2. Providing Loans and Advances

Banks lend money to individuals, businesses, and the government in the form of loans, overdrafts, and cash credit. They charge interest on these loans, which is a major source of income for banks.

3. Credit Creation

By lending money more than what they receive in deposits (maintaining reserve requirements), banks effectively create credit, which boosts economic activity.

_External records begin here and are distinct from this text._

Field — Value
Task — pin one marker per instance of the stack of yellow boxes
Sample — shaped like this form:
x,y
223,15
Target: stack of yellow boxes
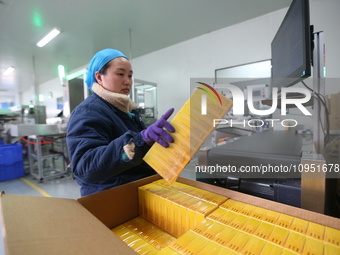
x,y
180,219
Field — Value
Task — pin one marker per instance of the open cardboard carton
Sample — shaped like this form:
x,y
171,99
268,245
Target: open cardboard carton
x,y
47,225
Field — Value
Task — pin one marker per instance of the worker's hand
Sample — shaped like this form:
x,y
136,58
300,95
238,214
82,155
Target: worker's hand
x,y
157,131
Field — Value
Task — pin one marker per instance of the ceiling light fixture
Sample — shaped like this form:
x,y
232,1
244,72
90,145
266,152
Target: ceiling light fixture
x,y
9,70
48,37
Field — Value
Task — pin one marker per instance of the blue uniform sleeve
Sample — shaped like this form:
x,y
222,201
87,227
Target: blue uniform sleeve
x,y
95,143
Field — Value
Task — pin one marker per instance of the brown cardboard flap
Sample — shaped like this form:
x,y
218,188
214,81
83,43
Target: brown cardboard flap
x,y
116,205
45,225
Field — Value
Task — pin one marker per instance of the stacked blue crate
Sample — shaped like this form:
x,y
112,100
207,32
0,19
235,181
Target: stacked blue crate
x,y
11,161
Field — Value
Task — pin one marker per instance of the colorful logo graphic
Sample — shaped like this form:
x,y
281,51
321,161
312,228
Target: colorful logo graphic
x,y
212,94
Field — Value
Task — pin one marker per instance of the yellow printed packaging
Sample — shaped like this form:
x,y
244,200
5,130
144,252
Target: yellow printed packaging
x,y
227,217
227,204
264,230
248,210
332,236
211,248
194,247
313,247
250,225
121,230
295,242
147,249
205,209
238,241
167,251
213,230
162,240
217,214
271,216
202,226
279,236
259,213
253,247
270,248
330,249
225,236
183,241
194,204
284,221
238,221
315,230
299,225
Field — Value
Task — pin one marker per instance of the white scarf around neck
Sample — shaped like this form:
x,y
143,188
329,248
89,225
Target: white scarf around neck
x,y
121,101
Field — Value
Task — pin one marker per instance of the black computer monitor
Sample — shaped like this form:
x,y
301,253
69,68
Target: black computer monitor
x,y
291,47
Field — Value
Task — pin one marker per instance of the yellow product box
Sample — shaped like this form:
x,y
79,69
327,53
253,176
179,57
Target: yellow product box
x,y
332,236
295,242
315,230
182,215
162,240
253,247
227,217
330,249
195,247
259,213
167,251
238,221
285,221
270,248
121,230
193,204
227,204
299,225
205,209
225,236
211,248
250,225
264,230
147,249
226,251
217,214
313,247
174,215
183,241
287,252
213,230
248,209
271,216
237,207
202,226
238,241
279,236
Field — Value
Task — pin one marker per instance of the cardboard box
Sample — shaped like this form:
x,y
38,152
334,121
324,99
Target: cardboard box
x,y
47,225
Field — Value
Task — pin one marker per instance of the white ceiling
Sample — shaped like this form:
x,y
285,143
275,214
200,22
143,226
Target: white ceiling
x,y
88,26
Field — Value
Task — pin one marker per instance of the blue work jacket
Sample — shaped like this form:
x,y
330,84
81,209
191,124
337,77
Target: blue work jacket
x,y
96,134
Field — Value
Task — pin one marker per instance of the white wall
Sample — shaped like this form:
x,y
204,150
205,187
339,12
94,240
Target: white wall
x,y
171,68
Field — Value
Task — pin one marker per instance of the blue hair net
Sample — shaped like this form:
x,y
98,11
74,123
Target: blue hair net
x,y
98,61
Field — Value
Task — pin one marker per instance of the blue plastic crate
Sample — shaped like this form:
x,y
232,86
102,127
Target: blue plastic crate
x,y
11,162
13,171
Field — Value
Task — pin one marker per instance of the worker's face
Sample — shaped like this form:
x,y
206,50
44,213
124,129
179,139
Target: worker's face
x,y
118,77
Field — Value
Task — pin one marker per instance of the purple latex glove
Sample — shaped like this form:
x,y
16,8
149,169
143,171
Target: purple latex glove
x,y
156,132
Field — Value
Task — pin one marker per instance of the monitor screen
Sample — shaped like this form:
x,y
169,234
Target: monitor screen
x,y
291,47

4. Issuing Cheques and Drafts

Banks provide various instruments like cheques, demand drafts, and pay orders to facilitate transactions without cash handling.

5. Agency Functions

On behalf of their customers, banks carry out several agency functions such as:

  • Collection of cheques and bills
  • Payment of rent, insurance premiums, and utilities
  • Acting as trustees or executors

6. General Utility Services

Besides their core services, banks offer a variety of utility functions:

  • Locker facilities for safe custody
  • Forex services for import/export
  • Providing financial advice and investment assistance
  • Mobile and internet banking

7. Promoting Digital Transactions

Banks have embraced technology by providing digital wallets, online transfers, and card payments, ensuring faster and safer financial transactions.

Conclusion

Banks are the backbone of any modern economy. Their diversified roles ensure not only financial stability but also the growth and development of the country.